Korosa uses gloves to set his two rat traps and throw the dead rats into the river, but he relies on the same, dirty pair of utility gloves since he doesn’t have access to disposable gloves, he said.
Living in close proximity to rats can increase the risk of contracting one of many infectious diseases, according to the Centers for Disease Control and Prevention.
In Chicago, the primary rodent-borne diseases are rat-bite fever, leptospirosis, and lymphocytic choriomeningitis, but reported cases are rare, said Dr. David Schwartz, chair of infectious diseases at Cook County Health & Hospitals. Leptospirosis is a bacterial infection that causes aseptic meningitis (the swelling of membranes surrounding the brain), and, occasionally, kidney and liver failure, he said.
“We see patients with leptospirosis, which has also been described in other U.S. cities, slightly more often [than other rodent-borne diseases], once every year or two, and virtually always among persons with presumed exposure to rat urine from unsafe housing or work,” Schwartz said.
But, despite the health risks, the homeless have become experts in rodent control—not by choice but out of necessity. Donald King and Charles Holder, residents of an encampment beneath Lake Shore Drive, say they have killed 35 rats this year alone.
“We’ve got rat traps and poison, but mainly we kill them by hand. We grab them and get a rock, shovel, brick or stone and kill them,” Holder said.
Holder pointed out several trails leading to holes in the bottom of tree trunks, which he called “rat trails.” The rats run down from the holes straight to the viaducts in packs, he said.
“If the trail is coming towards you, they’ll come right to your tent at night,” he said. Pointing to one burrow, he said, “At night, there’s about 20 or 25 rats coming out of that hole.”
Holder’s neighbor Donald King filled a burrow with lighter fluid to burn the rats out because they were coming into his tent and running through the viaduct every night, he said.
“I killed more rats this winter than anyone, because they were out here every night and no one was doing anything about it. I put lighter fluid in the holes where they burrow and lit that up. They all went running,” King said.
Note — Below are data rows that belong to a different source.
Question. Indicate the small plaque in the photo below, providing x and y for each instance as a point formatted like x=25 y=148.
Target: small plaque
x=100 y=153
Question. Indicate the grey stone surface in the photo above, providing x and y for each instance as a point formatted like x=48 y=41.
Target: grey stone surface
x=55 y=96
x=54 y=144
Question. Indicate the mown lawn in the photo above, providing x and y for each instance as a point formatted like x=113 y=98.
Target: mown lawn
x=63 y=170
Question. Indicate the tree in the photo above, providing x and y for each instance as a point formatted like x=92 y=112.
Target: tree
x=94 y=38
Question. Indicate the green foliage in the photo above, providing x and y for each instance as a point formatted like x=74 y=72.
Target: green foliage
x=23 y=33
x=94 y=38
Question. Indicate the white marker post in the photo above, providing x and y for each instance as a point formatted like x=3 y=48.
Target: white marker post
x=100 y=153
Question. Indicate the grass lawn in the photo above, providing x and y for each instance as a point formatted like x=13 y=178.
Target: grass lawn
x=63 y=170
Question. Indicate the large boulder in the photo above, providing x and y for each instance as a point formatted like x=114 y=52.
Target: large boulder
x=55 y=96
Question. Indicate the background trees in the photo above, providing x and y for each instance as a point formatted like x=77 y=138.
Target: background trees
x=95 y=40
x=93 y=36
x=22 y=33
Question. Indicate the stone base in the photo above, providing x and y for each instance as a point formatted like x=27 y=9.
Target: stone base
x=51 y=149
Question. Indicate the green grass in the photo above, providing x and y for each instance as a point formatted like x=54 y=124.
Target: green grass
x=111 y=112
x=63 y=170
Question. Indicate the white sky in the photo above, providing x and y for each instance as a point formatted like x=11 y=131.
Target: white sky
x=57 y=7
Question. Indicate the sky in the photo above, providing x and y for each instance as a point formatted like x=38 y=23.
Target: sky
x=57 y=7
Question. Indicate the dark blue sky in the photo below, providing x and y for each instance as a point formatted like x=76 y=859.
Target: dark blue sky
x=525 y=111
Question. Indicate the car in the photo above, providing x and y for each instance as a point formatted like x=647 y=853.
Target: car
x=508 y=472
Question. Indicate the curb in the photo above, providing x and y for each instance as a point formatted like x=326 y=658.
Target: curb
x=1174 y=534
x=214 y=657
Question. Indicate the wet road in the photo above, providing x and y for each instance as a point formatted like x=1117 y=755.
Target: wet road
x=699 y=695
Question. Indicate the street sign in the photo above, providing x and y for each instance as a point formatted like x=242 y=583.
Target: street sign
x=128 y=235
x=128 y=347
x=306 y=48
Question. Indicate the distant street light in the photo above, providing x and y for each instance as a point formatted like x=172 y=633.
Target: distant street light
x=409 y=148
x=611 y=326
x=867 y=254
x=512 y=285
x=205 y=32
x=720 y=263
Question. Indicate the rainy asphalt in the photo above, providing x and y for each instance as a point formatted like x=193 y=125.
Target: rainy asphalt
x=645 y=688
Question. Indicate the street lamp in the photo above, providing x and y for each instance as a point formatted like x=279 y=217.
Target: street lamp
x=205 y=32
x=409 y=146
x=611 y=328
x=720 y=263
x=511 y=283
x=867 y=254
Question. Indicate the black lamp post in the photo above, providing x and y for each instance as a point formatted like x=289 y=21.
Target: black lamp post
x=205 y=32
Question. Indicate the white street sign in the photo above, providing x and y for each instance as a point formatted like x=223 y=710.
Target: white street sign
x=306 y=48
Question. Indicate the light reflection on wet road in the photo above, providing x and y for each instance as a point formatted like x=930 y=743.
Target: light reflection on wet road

The City of Chicago has taken action to reduce the population of rats by adding additional teams to its Rodent Task Force, said Jennifer Martinez of the Department of Streets and Sanitation.
“We really try to identify the food source and eliminate that. We have teams that come out, and we just added 10 more teams to our Rodent Task Force.” Martinez said. “As of this year, we must respond to all calls within a week.”
Additionally, a new program has been implemented in several downtown locations to spray dry ice into rat burrows. The burrows are then covered, and as the ice melts, it turns into carbon dioxide and suffocates the animals, she said.
“We’re excited for the dry ice. We just started the dry ice program in late August in mostly downtown locations to start. So far it’s been effective, with a 60 percent reduction in holes,” Martinez said.
As for the city’s homeless, Martinez said that teams from the department visit communities and provide tips on how to avoid rat infestations. She recommended that those affected, including the homeless, call 3-1-1 to file complaints.